Parameter Estimation

import numpy as np
import matplotlib.pyplot as plt

Taxi cab problem

Imagine we observe $c$ taxi cabs, with $m$ being the largest one. We set our hypothisis as $\mathcal{H}_n$ that there are in total $n$ taxis. We use a uniform prior $\mathbb{P}(\mathcal{H_n} | I) = \text{constant}$ and define our likelihood as $\mathbb{P}(\mathcal{D} | \mathcal{H_n} I) = \frac{\theta(n - m)}{n \cdot (n - 1) \cdot … \cdot (n - c + 1)}$, where $\theta(x)$ is zero when $x < 0$ and 1 if $x \geq 0$. We can then calculate the probability of how many taxis there are in total, which is given by the posterior:

\[\mathbb{P}(\mathcal{H}_n | \mathcal{D} I) = \frac{\frac{\theta(n - m)}{n \cdot (n - 1) \cdot ... \cdot (n - c + 1)}}{\sum_{i = m}^{k} \frac{1}{i \cdot (i - 1) \cdot ... \cdot (i - c + 1)}}\]

Here we just set k to 1000 as an upper limit. Then we can calculate our $n$ for a certain confidence, for example 95%:

\[\sum_k \mathbb{P}(H_k | \mathcal{D} I) < 0.95\]

data = [33, 125, 246]
upper = 1000000
n = np.arange(0, upper + 1, 1)

likelihood = []
for i in n:
    if (i - max(data)) >= 0:
        likelihood.append(np.exp(-np.log(i) - np.log(i - 1) - np.log(i - 2)))
    else:
        likelihood.append(0)    

evidence = np.sum(likelihood)
posterior = likelihood / evidence

n_95 = np.argmax(np.cumsum(posterior) > 0.95)
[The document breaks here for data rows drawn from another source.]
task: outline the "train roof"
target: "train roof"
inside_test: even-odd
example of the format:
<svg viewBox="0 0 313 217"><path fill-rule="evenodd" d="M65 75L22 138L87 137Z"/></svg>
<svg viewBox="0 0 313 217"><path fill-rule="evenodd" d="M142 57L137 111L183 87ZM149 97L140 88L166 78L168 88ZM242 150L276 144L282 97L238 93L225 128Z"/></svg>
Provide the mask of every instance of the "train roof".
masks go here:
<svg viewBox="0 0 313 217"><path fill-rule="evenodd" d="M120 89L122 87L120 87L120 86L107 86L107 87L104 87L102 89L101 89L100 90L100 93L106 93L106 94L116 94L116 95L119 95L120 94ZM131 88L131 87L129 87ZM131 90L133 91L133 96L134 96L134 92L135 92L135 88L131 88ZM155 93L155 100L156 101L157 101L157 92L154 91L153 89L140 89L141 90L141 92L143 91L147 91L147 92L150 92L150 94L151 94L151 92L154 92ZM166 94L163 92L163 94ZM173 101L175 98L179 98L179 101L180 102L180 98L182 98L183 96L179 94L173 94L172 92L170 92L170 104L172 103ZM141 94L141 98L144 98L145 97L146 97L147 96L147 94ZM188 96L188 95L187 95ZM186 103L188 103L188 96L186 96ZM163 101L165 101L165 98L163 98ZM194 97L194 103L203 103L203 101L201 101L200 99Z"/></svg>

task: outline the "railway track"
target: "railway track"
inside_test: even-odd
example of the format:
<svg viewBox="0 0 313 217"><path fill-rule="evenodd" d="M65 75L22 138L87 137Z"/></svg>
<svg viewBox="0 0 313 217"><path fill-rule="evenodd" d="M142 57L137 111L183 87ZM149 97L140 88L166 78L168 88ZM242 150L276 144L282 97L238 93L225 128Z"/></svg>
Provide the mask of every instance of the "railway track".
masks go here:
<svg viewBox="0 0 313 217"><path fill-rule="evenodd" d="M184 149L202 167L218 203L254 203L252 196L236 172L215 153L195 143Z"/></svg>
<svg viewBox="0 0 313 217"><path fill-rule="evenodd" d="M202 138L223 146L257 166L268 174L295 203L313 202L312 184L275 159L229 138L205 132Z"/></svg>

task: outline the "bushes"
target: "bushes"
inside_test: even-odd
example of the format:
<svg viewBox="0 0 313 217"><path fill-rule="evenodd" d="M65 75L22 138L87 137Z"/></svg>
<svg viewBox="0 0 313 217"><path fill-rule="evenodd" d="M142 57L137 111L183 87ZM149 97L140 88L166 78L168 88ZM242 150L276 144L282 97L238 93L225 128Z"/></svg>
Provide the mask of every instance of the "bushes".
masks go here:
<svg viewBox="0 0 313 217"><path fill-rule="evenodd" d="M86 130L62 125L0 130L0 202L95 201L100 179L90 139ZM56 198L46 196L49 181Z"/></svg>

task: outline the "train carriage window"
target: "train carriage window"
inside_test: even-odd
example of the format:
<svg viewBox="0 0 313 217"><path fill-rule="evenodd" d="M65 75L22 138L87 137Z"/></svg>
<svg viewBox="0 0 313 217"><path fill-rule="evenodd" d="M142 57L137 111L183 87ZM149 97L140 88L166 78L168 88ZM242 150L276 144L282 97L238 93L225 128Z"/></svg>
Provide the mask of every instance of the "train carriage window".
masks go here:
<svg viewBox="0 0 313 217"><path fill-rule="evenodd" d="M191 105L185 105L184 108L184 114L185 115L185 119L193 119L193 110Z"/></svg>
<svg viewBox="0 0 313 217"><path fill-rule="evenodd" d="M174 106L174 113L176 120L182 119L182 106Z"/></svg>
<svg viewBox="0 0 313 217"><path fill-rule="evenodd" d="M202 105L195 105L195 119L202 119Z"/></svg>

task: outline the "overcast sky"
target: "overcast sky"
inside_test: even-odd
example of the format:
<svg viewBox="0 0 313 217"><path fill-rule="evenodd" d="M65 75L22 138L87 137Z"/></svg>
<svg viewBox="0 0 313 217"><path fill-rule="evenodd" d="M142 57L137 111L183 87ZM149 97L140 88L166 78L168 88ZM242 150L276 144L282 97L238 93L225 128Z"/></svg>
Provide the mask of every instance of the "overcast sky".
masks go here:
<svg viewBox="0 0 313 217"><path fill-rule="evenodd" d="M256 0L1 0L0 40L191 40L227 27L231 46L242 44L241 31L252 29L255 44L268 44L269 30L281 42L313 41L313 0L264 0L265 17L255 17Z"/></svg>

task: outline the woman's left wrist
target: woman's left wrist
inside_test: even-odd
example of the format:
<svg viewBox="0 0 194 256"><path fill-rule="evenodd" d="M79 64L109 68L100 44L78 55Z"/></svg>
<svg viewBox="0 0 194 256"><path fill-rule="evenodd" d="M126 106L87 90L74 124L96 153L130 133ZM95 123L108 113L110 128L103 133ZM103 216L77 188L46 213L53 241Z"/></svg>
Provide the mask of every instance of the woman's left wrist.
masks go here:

plt.plot(n, posterior, label='Posterior')
plt.fill_between(n[:n_95], posterior[:n_95], alpha=0.5, color='red')
plt.vlines(n_95, ymin=0, ymax=0.5, color='red', label=f'95 percentile = {n_95}')
plt.legend()
plt.ylim([-0.001, 0.01])
plt.xlim([0, n_95 + 100])
plt.show()

png

For large $m$ we can again approximate the factorial by the power $\frac{1}{n \cdot(n - 1) \cdot … \cdot (n - c + 1)} \approx \frac{1}{n^c}$ and calculate our normalisation constant as

\[Z = \int_m^{\infty} n^{-c} = -\frac{1}{c-1} n^{-c + 1} \Bigr|^{\infty}_m = \frac{1}{c-1} m^{-c + 1}\]

Thus we get the distribution

\[\mathbb{P}(\mathcal{H}_n | m, c, I) \approx \theta(n - m) \frac{c-1}{m} \left( \frac{n}{m} \right)^{-c}\]

data = [33, 125, 246]
upper = 1000000
n = np.arange(0, upper + 1, 1)

c = len(data)
m = max(data)

posterior_approx = []
for i in n:
    if i >= m:
        posterior_approx.append(((c - 1) / m) * (i / m)**(-c)) 
    else:
        posterior_approx.append(0)

n_95 = np.argmax(np.cumsum(posterior_approx) > 0.95)

fig, axs = plt.subplots(1, 2, figsize=(10, 6))

axs[0].plot(n, posterior, label='Posterior')
axs[0].plot(n, posterior_approx, label='Posterior approximation')
axs[0].fill_between(n[:n_95], posterior[:n_95], alpha=0.5, color='red')
axs[0].vlines(n_95, ymin=0, ymax=0.01, color='red', label=f'95 percentile = {n_95}')
axs[0].legend()
axs[0].set_xlim([0, n_95 + 100])

axs[1].plot(n, np.cumsum(posterior_approx), label='CDF')
axs[1].set_xlim([0, n_95 + 1000])
axs[1].legend()

plt.show()

png

Features of this distribution are:

Mode is always at $n = m$

We can find our $\alpha$ % intervall by calculating the probablity:

\[\sum_{k=n}^{\infty} \mathbb{P}(\mathcal{H}_n | m, c, I) = 1 - \alpha = \epsilon \approx \frac{c-1}{m} \int_n^{\infty} \left( \frac{k}{m} \right)^{-c} dk = \left( \frac{n}{m} \right)^{-c} \Rightarrow n = m \epsilon^{-1/(c-1)}\]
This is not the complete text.